Tuesday, February 15, 2011

Film Appreciation - Loaded Up and Truckin'


Cody Hamman had a long way to go and a short time to get there, bringing in this week's Film Appreciation for 1977 car chase comedy Smokey and the Bandit.


Jerry Reed's songs on the soundtrack give us some backstory on Bo "Bandit" Durville, a trucker who's "a legend to the old men, a hero to the child", but is now just making $25 a day to appear at a Truck Roadeo with a $5000 top prize. Rich father and son team Big and Little Enos arrive at the show to make Bandit an offer - they need him to go to Texarkana, Texas, pick up four hundred cases of Coors beer, and bring them back to Atlanta, Georgia. Big Enos is sponsoring a driver in the Southern Classic Truck Roadeo, and when he wins he wants to celebrate in style. The constraints on this beer run are legal - transporting Coors east of Texas was considered bootlegging then - and time - Enos needs his beer in twenty-eight hours. If Bandit succeeds, he'll get $80,000.

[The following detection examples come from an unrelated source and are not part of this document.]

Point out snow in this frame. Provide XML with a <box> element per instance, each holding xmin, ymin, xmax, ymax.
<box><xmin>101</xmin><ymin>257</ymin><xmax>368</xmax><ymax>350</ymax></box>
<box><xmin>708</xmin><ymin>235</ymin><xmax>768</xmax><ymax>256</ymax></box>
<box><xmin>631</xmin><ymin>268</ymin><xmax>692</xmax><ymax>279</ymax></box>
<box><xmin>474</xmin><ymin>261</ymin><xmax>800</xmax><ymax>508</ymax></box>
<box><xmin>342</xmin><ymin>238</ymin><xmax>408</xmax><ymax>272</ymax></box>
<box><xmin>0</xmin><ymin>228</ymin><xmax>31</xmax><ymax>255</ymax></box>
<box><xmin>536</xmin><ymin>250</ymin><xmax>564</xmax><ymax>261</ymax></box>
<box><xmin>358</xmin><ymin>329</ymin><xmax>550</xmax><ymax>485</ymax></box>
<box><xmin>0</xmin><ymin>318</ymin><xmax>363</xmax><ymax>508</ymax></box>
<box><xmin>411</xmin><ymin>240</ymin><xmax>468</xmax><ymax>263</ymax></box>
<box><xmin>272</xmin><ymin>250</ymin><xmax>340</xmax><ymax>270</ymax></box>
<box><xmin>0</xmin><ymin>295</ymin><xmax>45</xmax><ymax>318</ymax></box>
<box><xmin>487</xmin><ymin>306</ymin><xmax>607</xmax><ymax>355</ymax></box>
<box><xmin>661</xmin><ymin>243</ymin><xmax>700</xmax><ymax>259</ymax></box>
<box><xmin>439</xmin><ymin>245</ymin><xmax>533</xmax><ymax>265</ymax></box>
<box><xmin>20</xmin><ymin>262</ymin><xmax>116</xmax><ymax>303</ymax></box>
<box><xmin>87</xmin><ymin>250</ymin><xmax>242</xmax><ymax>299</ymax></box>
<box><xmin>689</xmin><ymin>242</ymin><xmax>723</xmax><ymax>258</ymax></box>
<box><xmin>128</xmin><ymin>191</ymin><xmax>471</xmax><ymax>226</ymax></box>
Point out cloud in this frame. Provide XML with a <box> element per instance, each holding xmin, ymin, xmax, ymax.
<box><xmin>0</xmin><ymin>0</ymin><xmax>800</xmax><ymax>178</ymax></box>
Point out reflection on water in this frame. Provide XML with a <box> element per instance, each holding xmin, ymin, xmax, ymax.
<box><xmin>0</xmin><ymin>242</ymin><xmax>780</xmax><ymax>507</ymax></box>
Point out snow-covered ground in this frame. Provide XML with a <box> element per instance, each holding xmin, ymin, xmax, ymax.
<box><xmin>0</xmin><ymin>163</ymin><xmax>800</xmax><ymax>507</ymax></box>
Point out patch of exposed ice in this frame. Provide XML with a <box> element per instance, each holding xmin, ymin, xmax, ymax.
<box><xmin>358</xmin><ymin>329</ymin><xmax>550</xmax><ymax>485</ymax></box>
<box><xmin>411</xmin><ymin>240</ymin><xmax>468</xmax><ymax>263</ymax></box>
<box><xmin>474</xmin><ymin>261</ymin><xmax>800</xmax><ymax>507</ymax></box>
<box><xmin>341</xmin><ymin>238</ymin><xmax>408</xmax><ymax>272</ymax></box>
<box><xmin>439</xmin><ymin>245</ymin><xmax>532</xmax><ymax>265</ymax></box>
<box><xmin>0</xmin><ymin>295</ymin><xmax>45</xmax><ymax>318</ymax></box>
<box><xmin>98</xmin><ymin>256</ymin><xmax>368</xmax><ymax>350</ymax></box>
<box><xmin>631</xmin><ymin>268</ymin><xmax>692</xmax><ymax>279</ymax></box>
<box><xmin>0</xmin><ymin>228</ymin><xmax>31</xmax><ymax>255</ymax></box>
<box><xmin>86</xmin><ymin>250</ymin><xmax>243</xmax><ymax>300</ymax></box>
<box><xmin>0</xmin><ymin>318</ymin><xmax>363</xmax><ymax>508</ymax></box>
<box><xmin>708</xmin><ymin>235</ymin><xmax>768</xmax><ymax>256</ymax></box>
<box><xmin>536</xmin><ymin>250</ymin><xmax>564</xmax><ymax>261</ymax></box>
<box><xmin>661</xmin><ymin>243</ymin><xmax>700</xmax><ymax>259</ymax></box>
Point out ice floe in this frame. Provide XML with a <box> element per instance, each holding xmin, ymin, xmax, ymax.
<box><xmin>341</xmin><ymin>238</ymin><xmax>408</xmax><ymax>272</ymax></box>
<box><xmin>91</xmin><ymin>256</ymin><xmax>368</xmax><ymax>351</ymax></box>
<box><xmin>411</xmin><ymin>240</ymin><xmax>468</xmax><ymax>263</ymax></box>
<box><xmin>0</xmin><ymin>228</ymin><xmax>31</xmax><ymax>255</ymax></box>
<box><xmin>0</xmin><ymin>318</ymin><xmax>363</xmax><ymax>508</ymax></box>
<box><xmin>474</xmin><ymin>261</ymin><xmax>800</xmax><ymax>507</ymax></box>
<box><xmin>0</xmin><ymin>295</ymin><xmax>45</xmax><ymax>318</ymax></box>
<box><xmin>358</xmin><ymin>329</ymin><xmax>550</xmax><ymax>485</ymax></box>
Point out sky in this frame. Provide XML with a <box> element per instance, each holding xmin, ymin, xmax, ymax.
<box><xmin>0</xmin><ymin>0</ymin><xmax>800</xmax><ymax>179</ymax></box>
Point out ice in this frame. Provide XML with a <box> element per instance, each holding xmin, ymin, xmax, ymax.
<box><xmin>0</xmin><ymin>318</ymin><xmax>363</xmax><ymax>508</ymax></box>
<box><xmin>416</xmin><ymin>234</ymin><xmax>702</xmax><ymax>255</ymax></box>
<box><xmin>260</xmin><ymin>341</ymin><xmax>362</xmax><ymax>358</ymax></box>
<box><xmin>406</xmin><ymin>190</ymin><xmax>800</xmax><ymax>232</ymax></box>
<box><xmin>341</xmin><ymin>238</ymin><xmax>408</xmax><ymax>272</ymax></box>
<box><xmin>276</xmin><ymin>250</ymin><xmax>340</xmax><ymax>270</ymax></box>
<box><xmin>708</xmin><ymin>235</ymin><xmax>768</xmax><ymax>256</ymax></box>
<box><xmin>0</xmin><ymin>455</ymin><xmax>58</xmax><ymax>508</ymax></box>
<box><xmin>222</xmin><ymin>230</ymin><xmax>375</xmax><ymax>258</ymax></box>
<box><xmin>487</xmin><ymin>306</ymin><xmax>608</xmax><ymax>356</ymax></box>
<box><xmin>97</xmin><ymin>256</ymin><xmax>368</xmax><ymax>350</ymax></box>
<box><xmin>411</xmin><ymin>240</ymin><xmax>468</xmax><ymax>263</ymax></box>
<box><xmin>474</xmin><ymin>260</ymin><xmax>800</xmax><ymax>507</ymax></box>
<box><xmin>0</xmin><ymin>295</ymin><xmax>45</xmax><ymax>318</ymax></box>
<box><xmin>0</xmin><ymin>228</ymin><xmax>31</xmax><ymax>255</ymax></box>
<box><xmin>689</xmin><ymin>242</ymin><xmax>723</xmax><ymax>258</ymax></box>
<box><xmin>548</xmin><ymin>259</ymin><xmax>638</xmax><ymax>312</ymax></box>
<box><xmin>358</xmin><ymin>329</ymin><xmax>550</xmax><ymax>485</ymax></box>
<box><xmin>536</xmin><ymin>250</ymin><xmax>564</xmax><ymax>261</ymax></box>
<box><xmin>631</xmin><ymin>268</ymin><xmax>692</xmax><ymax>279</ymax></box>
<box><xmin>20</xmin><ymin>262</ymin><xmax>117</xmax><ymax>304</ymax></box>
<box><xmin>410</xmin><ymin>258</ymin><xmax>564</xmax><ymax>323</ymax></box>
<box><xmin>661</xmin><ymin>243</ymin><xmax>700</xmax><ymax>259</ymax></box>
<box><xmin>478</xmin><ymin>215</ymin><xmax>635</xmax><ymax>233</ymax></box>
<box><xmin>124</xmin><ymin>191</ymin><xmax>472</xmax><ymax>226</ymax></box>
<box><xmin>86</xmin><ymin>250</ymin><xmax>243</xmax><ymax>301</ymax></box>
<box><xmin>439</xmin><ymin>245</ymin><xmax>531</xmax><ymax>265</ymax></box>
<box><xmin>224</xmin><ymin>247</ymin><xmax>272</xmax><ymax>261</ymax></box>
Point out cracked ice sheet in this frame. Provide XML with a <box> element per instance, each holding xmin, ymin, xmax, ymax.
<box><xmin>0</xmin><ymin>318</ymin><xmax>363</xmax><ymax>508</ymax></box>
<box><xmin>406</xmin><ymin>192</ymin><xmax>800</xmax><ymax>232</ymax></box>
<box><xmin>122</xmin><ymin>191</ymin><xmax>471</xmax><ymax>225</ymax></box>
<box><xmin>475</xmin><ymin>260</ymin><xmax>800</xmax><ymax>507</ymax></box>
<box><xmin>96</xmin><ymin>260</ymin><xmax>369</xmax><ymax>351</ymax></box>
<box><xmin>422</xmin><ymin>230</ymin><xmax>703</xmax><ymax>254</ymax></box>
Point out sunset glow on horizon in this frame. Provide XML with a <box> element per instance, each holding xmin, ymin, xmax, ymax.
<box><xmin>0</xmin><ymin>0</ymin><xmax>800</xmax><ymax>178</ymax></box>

Bandit takes the challenge, buying a new Trans Am to run block for his semi, which he recruits his old friend Cledus "Snowman" Snow to drive, with Snow's basset hound Fred riding shotgun. They hit the road and make the nine hundred miles to Texarkana without much problem, the truck is loaded up with Coors within the first twenty minutes of the film. It's during the nine hundred miles back to Atlanta that things get troublesome.

Bandit picks up a runaway bride hitchhiker who he nicknames "Frog" and consequently gets Texas Sheriff Buford T. Justice and his son, who was Frog's groom-to-be, hot on his trail. Chases and extensive vehicular damage ensue.

Not far behind a certain space opera in the rankings, Smokey and the Bandit was one of the highest grossing films of 1977, when diesel fuel was 47 cents a gallon and the country was knee-deep in the CB craze. Bandit and Snowman aren't just helped out by fellow truck drivers, but by all kinds of folks, as everyone had a CB radio back then.


Burt Reynolds rocks his most famous and iconic role, with the ultimate screen mustache and a cowboy hat that he only takes off for one thing. Bandit has a great rapport with Snow, a very likeable guy played by country crooner Jerry Reed. Snow's interaction with his dog Fred is also very enjoyable, including a moment when he takes on a biker gang in a bar fight to protect his canine pal. A relatable moment, as I'd fight and get my ass kicked for my dog too.

Frog is played by a frisky Sally Field. Reynolds began dating her during filming, a choice I totally agree with.


The biggest laughs come from Sheriff Buford T. Justice as played by Jackie Gleason, who was given free rein to ad lib and come up with scene ideas. Full of loudmouth bravado and goofy vulgarity, he's thwarted by Bandit at every turn and stuck with his dimwitted son in the passenger seat of his police cruiser... which becomes less and less of a car over the course of the film.

The vehicle action in the film is great, which makes sense given that it was made by a veteran stuntman. Hal Needham had twenty years of a stunt career under his belt when he came up with the story for, and subsequently directed, Smokey and the Bandit. This was in the classic era of car stunts, long before CGI, with "real cars smashing into real cars, real dumb people driving", as Stuntman Mike put it in Death Proof.


Fast cars and country locations is a combination I enjoy, as previously covered in the Two-Lane Blacktop Worth Mentioning, and Smokey and the Bandit is probably where I first got that combo. This film was a staple of '80s/early '90s cable, and I remember watching it all the time with my maternal grandmother when she would babysit me. The film fell out of my viewing rotation for a while until the late '90s when, while staying with my paternal grandmother in a different state, I bought the movie on VHS. Thinking back, I don't remember watching this movie with anyone else other than my grandmothers. With the comedy and the crashes, it's the rare type of film that can be enjoyed by a grandmother and a grandson equally. It had been another while since I had watched the movie before I viewed it again on Netflix for this appreciation article, and I really need to fix that.

The characters and action are a lot of fun, Burt Reynolds is at his onscreen coolest, Sally Field is super cute, and Jackie Gleason had me laughing so hard that I had tears in my eyes. Time to buy the DVD and get this film back to regular viewing status.